The Mishna (Bava Metzia 3:2) in expressing its revulsion at those who take advantage - even if technically legal - of the toil and effort of others, asks rhetorically "how can one conduct business using the cow (i.e. property) of another"! It is this principle that generally prohibits an employee from taking clients with them as they establish their own business.

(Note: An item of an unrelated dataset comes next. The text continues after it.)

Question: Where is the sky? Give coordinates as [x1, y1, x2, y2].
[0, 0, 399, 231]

Of course most returns of goods are not fraudulent and represent a shifting assessment of perceived needs. Nonetheless the Jewish legal system stated that all sales are final. The only exceptions being claims of Ona'ah, those of price fraud. Price discrepancies from the market norm of more than 1/6 allow the aggrieved party to void the sale. Even here there is a very short window of opportunity to make this claim, corresponding to the minimum amount of time needed to verify the legitimacy of the transaction with an expert; which in Talmudic times might have meant as little as a couple of hours. As investors know all too well the stock market hates uncertainty and so do retailers. Not knowing until weeks later if one has truly made a sale can be quite disconcerting. The Mishna relates (Bava Metzia3:3) that the merchants of Lod rejected the opinion that price fraud is only actionable at a discrepancy of 1/3 as that same opinion allowed returns for the entire day.
A policy in which sales are final eliminates the concern of people using the object temporarily with the intention of returning it at a later date. Of course merchants may voluntarily waive their rights to certainly in sales. The Talmud terms such concessions as the mark of piety. It seems to me that consumers have benefited from an environment where competitive pressures have led to greater displays of piety.